Le gouvernement tente de faire une mainmise sur le secteur des médias qu’il accuse de tous les maux de la Tunisie et cela commence par la nomination à la tête du prestigieux groupe de presse Dar Assabah d’un ancien commissaire de police du temps du dictateur Ben Ali. Dès sa prise de fonction, le nouveau directeur écarte le rédacteur en chef et tente de s’immiscer dans la ligne éditoriale des journaux. Mais la remarquable réaction des agents de Dar Assabah, qui résistent à cette tentative d’asservissement, le met dans une fâcheuse posture. Pour s’en sortir, le nouveau directeur ne trouve pas mieux que de percuter avec sa voiture un des journalistes, le trainant sur 200 mètres sur le capot de sa voiture, à la manière d’un rodéo!
Souriez, vous n'êtes pas en Afghanistan, mais en Tunisie.
Comme si ce scandale ne suffisait pas, le conseiller du Premier ministre monte une véritable mascarade, digne d’une république bananière: il s’agit de la fameuse opération Ekbess au cours de laquelle on «invite» des gens à soutenir le gouvernement et à applaudir ses décisions. C’est ainsi que les moyens de transport public sont affrétés pour amener des mercenaires, qui auront l’occasion de se désaltérer grâce à l’eau minérale amenée par les agents de la Protection Civile se découvrant à cette occasion une nouvelle vocation. Pour couronner le tout, un haut dirigeant d’Ennahdha se lance dans un prêche incendiaire appelant à des actes de violences à l’encontre des journalistes.
Toujours au chapitre des trouvailles géniales, au lendemain de l’opération Ekbess, le mouvement Ennahdha organise dans un hippodrome une grande cérémonie de mariage collectif intéressant une vingtaine de couples de condition modeste. Cette opération de marketing sera médiatisée par la fameuse chaine de télévision Al-Jazira et rehaussée par la présence de nombreux membres du gouvernement.
Mais l’opération allait se révéler désastreuse. En effet, pendant que les ministres festoyaient allègrement, une terrible tragédie était en train de se dérouler au large des côtes de l’île italienne de Lampedusa, endeuillant la Tunisie entière: une embarcation de fortune, avec à son bord 136 passagers clandestins, fait naufrage. Environ une cinquantaine de personnes ont pu être sauvées, ce qui laisse supposer qu’environ 80 personnes ont péri, englouties par les eaux.
N’importe quel autre gouvernement aurait sans doute décrété un deuil national à la mémoire des dizaines de victimes qui ont perdu la vie en cherchant sous d’autres cieux à chasser le désespoir qui les envahissait dans leur pays d’origine; mais pour nos gouvernants ce n’est pas une bonne raison d’attraper une insomnie.
La Tunisie au ban des nations civilisées?

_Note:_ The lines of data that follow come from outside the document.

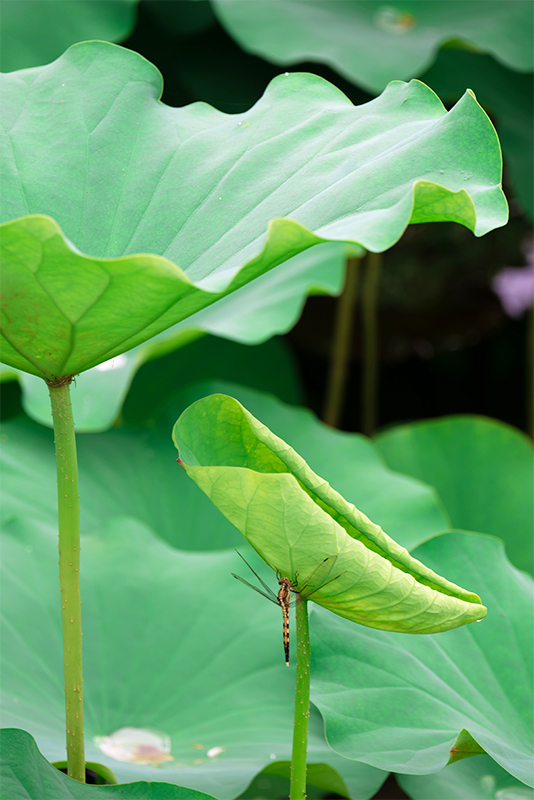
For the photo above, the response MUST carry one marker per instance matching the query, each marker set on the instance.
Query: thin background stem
(302, 704)
(69, 575)
(344, 323)
(371, 278)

Un salafiste tunisien brandit le portrait de Ben Laden devant l'ambassade US à Tunis.
La descente aux enfers des Tunisiens ne va malheureusement pas s’arrêter là.
Suite à la diffusion par un réalisateur américano-sioniste d’un film de bas niveau portant atteinte à l’islam et au prophète, une vague de violence touche une grande partie du monde arabo-musulman, atteignant son paroxysme à Benghazi, en Libye, où une attaque contre le consulat des USA provoque la mort de 4 Américains, dont l’ambassadeur.
Nous pensions naïvement que la Tunisie, dont le peuple était réputé pour son civisme et son niveau d’instruction élevé, était immunisée contre de tels débordements; malheureusement, c’était mal connaitre cette nouvelle Tunisie post 23 octobre 2011, dans laquelle une certaine catégorie de personnes, des extrémistes religieux, qualifiés de «nos enfants» par le président du parti au pouvoir, pouvaient se sentir au-dessus des lois et commettre des actes graves, aux conséquences incalculables.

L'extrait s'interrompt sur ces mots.